Brotli is the new kid on the compression block and support is almost universal, most recent browsers support it and popular CDNs like AWS Cloudfront, Netlify, Microsoft Azure CDN and more will handle compression for you. No need to do anything at all! 🎉🎉🎉

Tree Shaking

... or how I like to call it "Zombie Purge" (it will be a thing) is the process of removing unused code from your final bundle.

We've all been there, we created a few classes fully confident they were the best code we ever written and we would never forget. Few minutes later we refactor the HTML and we realise we don't need this old CSS class we wrote five minutes ago. We delete the class name from the HTML but never got around to do the cleanup in the CSS file. Maybe it's being used elsewhere, who knows?

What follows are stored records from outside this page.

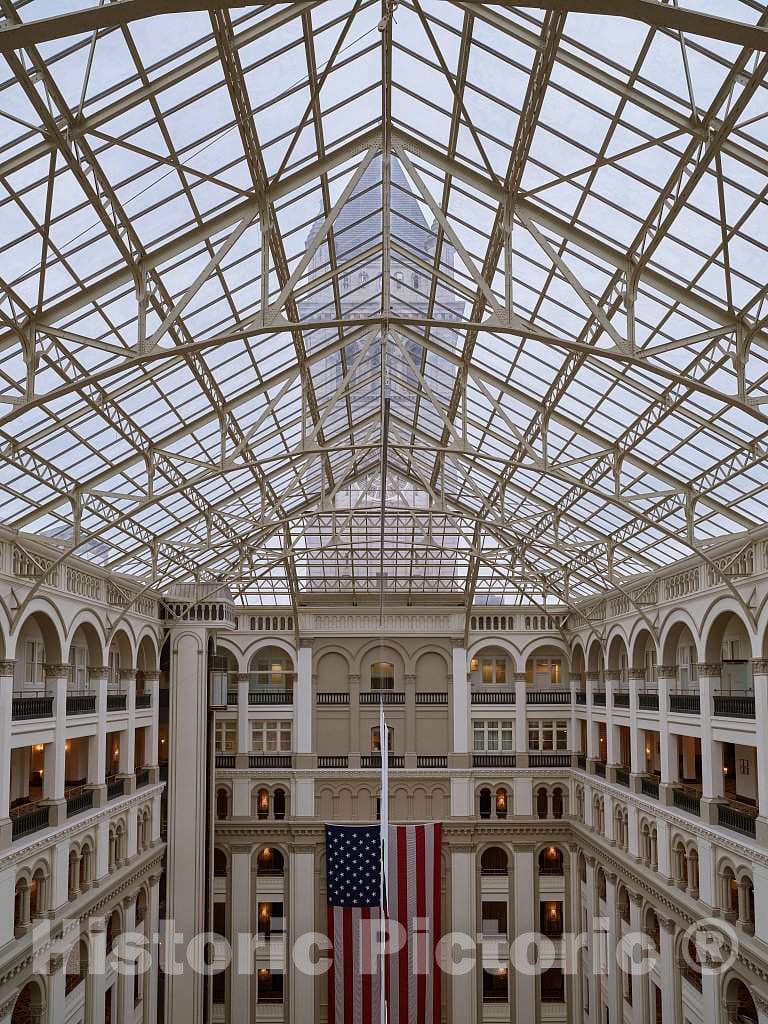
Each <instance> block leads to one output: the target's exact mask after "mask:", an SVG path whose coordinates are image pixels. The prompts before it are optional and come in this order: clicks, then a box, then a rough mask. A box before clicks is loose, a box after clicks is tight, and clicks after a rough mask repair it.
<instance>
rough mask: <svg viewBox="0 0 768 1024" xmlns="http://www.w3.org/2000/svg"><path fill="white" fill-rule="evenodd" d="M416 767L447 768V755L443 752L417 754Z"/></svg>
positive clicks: (426, 767)
mask: <svg viewBox="0 0 768 1024" xmlns="http://www.w3.org/2000/svg"><path fill="white" fill-rule="evenodd" d="M416 767H417V768H447V757H446V756H445V755H444V754H419V755H417V758H416Z"/></svg>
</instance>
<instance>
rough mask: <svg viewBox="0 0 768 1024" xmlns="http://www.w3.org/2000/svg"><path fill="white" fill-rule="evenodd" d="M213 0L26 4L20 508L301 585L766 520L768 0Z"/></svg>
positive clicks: (83, 529)
mask: <svg viewBox="0 0 768 1024" xmlns="http://www.w3.org/2000/svg"><path fill="white" fill-rule="evenodd" d="M173 6H174V8H176V9H177V12H176V13H173V14H162V15H160V14H158V15H156V16H148V17H147V16H143V14H144V13H145V12H147V11H148V10H151V9H152V7H153V5H152V4H151V3H141V4H140V5H135V9H134V10H133V11H132V10H131V8H132V5H131V4H130V3H124V4H121V5H119V8H116V7H113V5H105V6H102V7H96V6H94V5H93V4H91V3H86V2H74V0H71V2H67V3H62V2H60V0H56V2H53V0H30V2H16V3H15V4H11V3H9V2H8V0H3V4H2V12H3V13H4V15H5V19H6V20H5V25H4V27H3V32H2V33H0V53H2V55H3V59H4V63H3V68H2V72H1V73H0V78H1V81H0V143H1V145H2V150H1V151H0V224H2V231H1V232H0V267H1V269H0V321H2V324H1V325H0V420H1V421H2V422H0V457H1V459H0V487H1V488H2V508H3V511H2V519H3V521H4V523H6V524H7V525H10V526H12V527H14V528H16V529H18V530H20V531H26V532H33V534H43V535H50V536H55V537H57V538H63V539H65V540H66V548H65V549H63V553H62V557H63V554H65V553H67V552H70V553H74V554H78V555H80V556H82V557H84V558H91V559H94V560H96V561H98V562H99V563H100V564H104V565H106V566H109V567H112V568H114V569H117V570H119V571H122V572H126V573H130V574H133V575H135V577H137V578H139V579H140V580H141V582H142V584H143V585H144V586H148V585H151V586H153V587H157V588H163V587H166V586H168V585H170V584H171V583H172V582H185V581H190V580H195V579H199V580H201V581H206V580H226V581H228V582H229V583H230V586H231V588H232V591H233V592H234V593H236V594H238V595H239V597H240V598H242V599H243V600H265V601H275V600H276V601H292V602H293V603H294V604H298V603H300V602H301V601H302V600H303V599H304V598H305V597H308V596H312V597H315V596H316V597H319V596H323V595H325V596H327V597H328V596H331V597H334V596H336V597H341V596H351V597H352V598H361V599H364V598H367V597H371V596H373V595H379V596H380V597H382V598H384V599H386V600H389V599H392V600H397V601H402V600H409V599H411V598H415V597H417V596H419V597H420V598H421V599H422V600H423V599H425V598H426V597H428V596H429V595H435V596H440V595H441V596H442V597H445V596H450V597H451V598H452V599H454V598H455V599H457V600H459V599H461V600H465V601H471V600H473V599H474V600H483V599H484V600H493V601H496V600H502V599H504V600H506V601H511V602H514V601H528V600H535V601H541V602H562V601H564V600H577V599H579V598H581V597H585V596H589V595H591V594H595V593H598V592H600V591H602V590H604V589H605V588H606V587H607V586H609V585H611V584H615V583H620V584H622V583H623V582H624V583H626V582H627V581H629V580H631V578H632V577H635V575H637V574H638V573H645V572H648V571H652V570H654V569H657V568H660V567H664V566H665V565H668V564H670V563H671V562H673V561H675V560H677V559H680V558H682V557H685V556H687V555H690V554H691V553H692V552H697V553H702V552H706V550H707V548H708V546H709V545H710V544H711V543H712V542H713V541H717V539H719V538H723V537H725V536H729V535H732V534H738V532H741V531H744V530H749V529H750V528H752V527H754V526H757V525H760V524H761V523H764V522H765V521H766V495H767V494H768V490H767V489H766V483H767V482H768V473H767V471H766V466H767V464H766V426H767V418H768V384H767V382H768V327H767V326H766V317H768V286H767V285H766V282H767V281H768V254H767V252H766V239H767V238H768V202H767V200H766V195H767V193H768V173H767V172H768V90H767V88H766V67H767V65H768V56H767V53H768V14H767V13H766V8H765V5H764V4H762V3H753V2H748V0H742V2H739V0H729V2H728V3H726V4H722V3H719V4H714V3H710V2H705V0H700V2H695V3H694V2H687V3H684V4H681V5H677V6H671V5H668V6H666V7H664V12H663V13H662V14H659V17H662V24H656V25H651V24H646V23H645V22H642V20H638V19H628V18H626V17H621V16H617V14H620V13H623V12H624V13H626V12H627V11H628V10H629V9H630V7H632V6H633V5H629V4H627V3H626V2H623V0H614V3H613V4H612V5H611V4H603V5H601V6H602V7H605V8H611V6H612V8H613V9H614V10H615V12H616V14H615V15H612V14H607V13H606V14H604V15H600V16H597V15H592V14H589V13H584V12H583V11H584V10H585V9H587V7H588V5H587V4H583V3H571V4H568V3H565V2H551V3H546V2H543V3H539V4H532V5H526V6H522V5H518V4H516V3H512V2H510V3H498V4H482V5H481V4H475V3H460V2H447V0H413V2H408V0H401V2H399V3H397V4H392V3H389V2H384V3H381V2H379V0H377V2H375V3H374V2H364V0H356V2H329V0H327V2H305V3H287V4H262V5H256V4H255V5H251V6H247V5H232V6H231V7H228V6H226V5H221V6H217V5H215V4H214V5H212V6H213V7H214V9H213V10H212V11H207V10H201V9H199V8H201V7H202V6H203V4H200V3H194V2H190V3H188V4H184V3H179V4H174V5H173ZM634 6H635V7H637V5H634ZM646 6H649V5H646ZM163 7H164V4H162V3H160V2H158V3H157V4H156V5H155V10H156V11H160V10H162V9H163ZM186 7H188V9H184V8H186ZM568 7H570V8H573V9H571V10H570V11H567V8H568ZM139 8H140V10H139Z"/></svg>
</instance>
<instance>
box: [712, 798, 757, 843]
mask: <svg viewBox="0 0 768 1024" xmlns="http://www.w3.org/2000/svg"><path fill="white" fill-rule="evenodd" d="M718 824H719V825H722V827H723V828H729V829H730V830H731V831H736V833H738V834H739V835H740V836H748V837H749V838H750V839H755V815H753V814H750V813H749V812H748V811H739V810H737V809H736V808H735V807H729V806H728V805H727V804H718Z"/></svg>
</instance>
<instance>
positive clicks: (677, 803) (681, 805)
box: [672, 790, 701, 817]
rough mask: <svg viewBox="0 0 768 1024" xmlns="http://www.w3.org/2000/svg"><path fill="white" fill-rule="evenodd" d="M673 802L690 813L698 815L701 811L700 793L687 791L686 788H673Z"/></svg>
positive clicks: (680, 807)
mask: <svg viewBox="0 0 768 1024" xmlns="http://www.w3.org/2000/svg"><path fill="white" fill-rule="evenodd" d="M672 803H673V804H674V805H675V807H677V808H679V809H680V810H681V811H687V813H688V814H695V815H696V816H697V817H698V816H699V815H700V813H701V798H700V797H699V796H698V794H695V793H687V792H686V791H685V790H673V791H672Z"/></svg>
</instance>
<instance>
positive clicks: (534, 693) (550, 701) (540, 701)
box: [525, 690, 570, 705]
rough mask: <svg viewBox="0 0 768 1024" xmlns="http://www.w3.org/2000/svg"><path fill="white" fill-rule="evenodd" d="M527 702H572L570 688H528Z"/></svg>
mask: <svg viewBox="0 0 768 1024" xmlns="http://www.w3.org/2000/svg"><path fill="white" fill-rule="evenodd" d="M525 702H526V703H546V705H553V703H570V690H526V691H525Z"/></svg>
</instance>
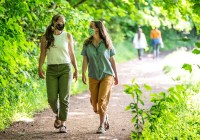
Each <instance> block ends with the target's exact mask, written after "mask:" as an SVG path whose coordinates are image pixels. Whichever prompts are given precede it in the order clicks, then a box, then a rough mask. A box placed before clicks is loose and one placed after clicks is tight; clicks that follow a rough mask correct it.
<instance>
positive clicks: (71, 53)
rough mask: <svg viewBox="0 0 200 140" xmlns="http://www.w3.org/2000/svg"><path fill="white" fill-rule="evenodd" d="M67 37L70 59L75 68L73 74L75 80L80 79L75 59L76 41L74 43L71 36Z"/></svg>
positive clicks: (71, 36) (72, 64) (71, 35)
mask: <svg viewBox="0 0 200 140" xmlns="http://www.w3.org/2000/svg"><path fill="white" fill-rule="evenodd" d="M67 37H68V41H69V42H68V49H69V56H70V59H71V62H72V65H73V67H74V70H75V72H74V74H73V78H75V79H76V81H77V79H78V68H77V63H76V57H75V54H74V45H73V44H74V41H73V38H72V35H71V34H69V33H68V34H67Z"/></svg>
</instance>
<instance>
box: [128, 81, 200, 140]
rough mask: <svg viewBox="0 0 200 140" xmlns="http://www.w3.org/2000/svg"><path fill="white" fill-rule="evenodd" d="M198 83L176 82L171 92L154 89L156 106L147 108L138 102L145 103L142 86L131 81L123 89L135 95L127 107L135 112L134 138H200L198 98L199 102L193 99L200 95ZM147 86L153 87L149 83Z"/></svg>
mask: <svg viewBox="0 0 200 140" xmlns="http://www.w3.org/2000/svg"><path fill="white" fill-rule="evenodd" d="M198 86H199V84H198V85H196V86H195V87H196V88H194V87H192V86H191V85H185V86H184V85H176V86H175V87H171V88H169V89H168V93H165V92H160V93H153V94H151V102H152V103H153V106H152V107H151V108H150V109H149V110H146V109H142V108H139V104H141V105H144V102H143V100H142V98H141V97H142V91H141V89H140V86H139V85H138V84H137V83H134V80H133V81H132V84H131V85H125V86H124V87H125V90H124V92H125V93H126V94H130V95H131V96H132V98H133V102H132V103H130V104H129V105H128V106H127V107H126V110H131V112H132V114H133V118H132V123H134V131H132V133H131V139H144V140H145V139H149V140H154V139H199V138H200V134H199V131H200V124H199V117H200V112H199V106H198V100H197V101H196V103H195V100H194V99H195V98H197V97H198V96H199V95H200V94H197V93H199V88H197V87H198ZM144 87H146V89H147V90H151V87H150V86H147V85H144ZM195 92H196V94H195ZM195 96H197V97H195Z"/></svg>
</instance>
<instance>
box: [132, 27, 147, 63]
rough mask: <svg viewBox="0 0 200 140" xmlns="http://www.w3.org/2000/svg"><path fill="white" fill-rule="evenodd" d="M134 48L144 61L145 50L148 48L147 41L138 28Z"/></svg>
mask: <svg viewBox="0 0 200 140" xmlns="http://www.w3.org/2000/svg"><path fill="white" fill-rule="evenodd" d="M133 47H135V48H136V49H137V51H138V59H139V60H142V56H143V53H144V49H145V48H147V40H146V37H145V35H144V33H143V32H142V29H141V28H138V31H137V33H136V34H135V36H134V39H133Z"/></svg>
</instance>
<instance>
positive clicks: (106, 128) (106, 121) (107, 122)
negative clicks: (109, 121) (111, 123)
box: [105, 114, 110, 130]
mask: <svg viewBox="0 0 200 140" xmlns="http://www.w3.org/2000/svg"><path fill="white" fill-rule="evenodd" d="M109 127H110V124H109V122H108V114H106V120H105V129H106V130H108V129H109Z"/></svg>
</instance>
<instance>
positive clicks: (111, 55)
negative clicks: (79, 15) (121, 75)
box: [81, 21, 118, 133]
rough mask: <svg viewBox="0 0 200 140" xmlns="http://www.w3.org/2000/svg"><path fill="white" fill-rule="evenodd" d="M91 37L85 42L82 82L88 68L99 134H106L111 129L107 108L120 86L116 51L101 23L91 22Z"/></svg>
mask: <svg viewBox="0 0 200 140" xmlns="http://www.w3.org/2000/svg"><path fill="white" fill-rule="evenodd" d="M89 34H90V37H89V38H88V39H87V40H86V41H85V42H84V45H83V50H82V52H81V54H82V55H83V64H82V81H83V83H84V84H86V70H87V68H88V77H89V90H90V95H91V98H90V102H91V104H92V106H93V110H94V112H95V113H97V114H99V117H100V126H99V128H98V130H97V133H105V132H106V130H107V129H109V123H108V114H107V108H108V103H109V98H110V93H111V88H112V85H113V81H114V84H115V85H117V84H118V76H117V70H116V64H115V59H114V55H115V50H114V48H113V46H112V42H111V40H110V38H109V36H108V33H107V31H106V28H105V26H104V25H103V23H102V22H101V21H92V22H90V28H89Z"/></svg>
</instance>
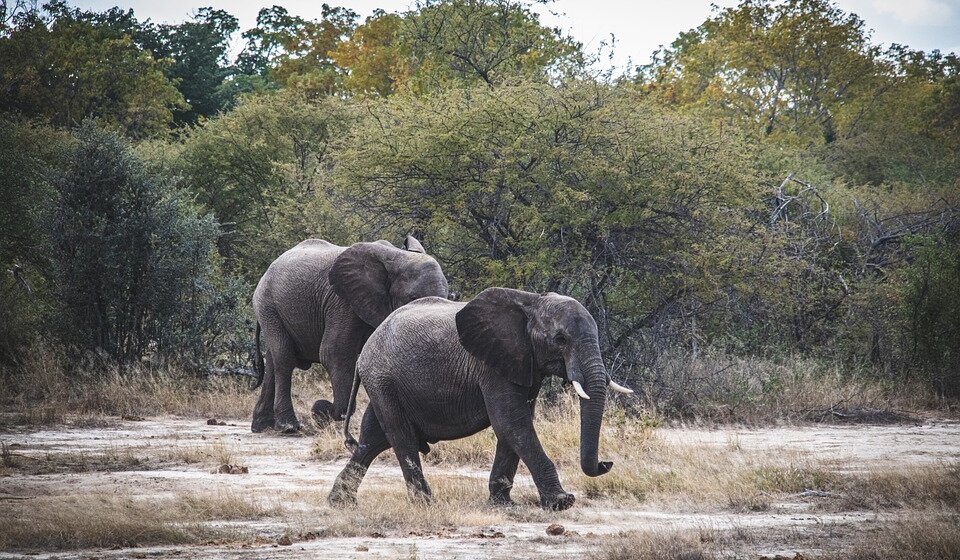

This is where tree shakers are handy. In your website build step, a CSS tree shaker will look at your CSS and all your HTML files and remove all unused rules. If you are a CSS artisan and you handcraft your own CSS, you can still benefit from this technique but just. On the other hand, if you use a third-party CSS library like Bootstrap, Material or TailwindCSS the savings can be massive.

If you check the table above where we compare the outputs for compression, you'll notice the Gzip version of TailwindCSS takes a generous 190.2 kB. That's a lot of CSS. I'm using TailwindCSS in this website and my CSS is an ultra-lightweight at 1.1kB.

All thanks to to a combination of minification, compression and tree shaking.

Right, this got a bit too long! I hope this post helped to understand some of the techniques used to save those precious bytes in your website.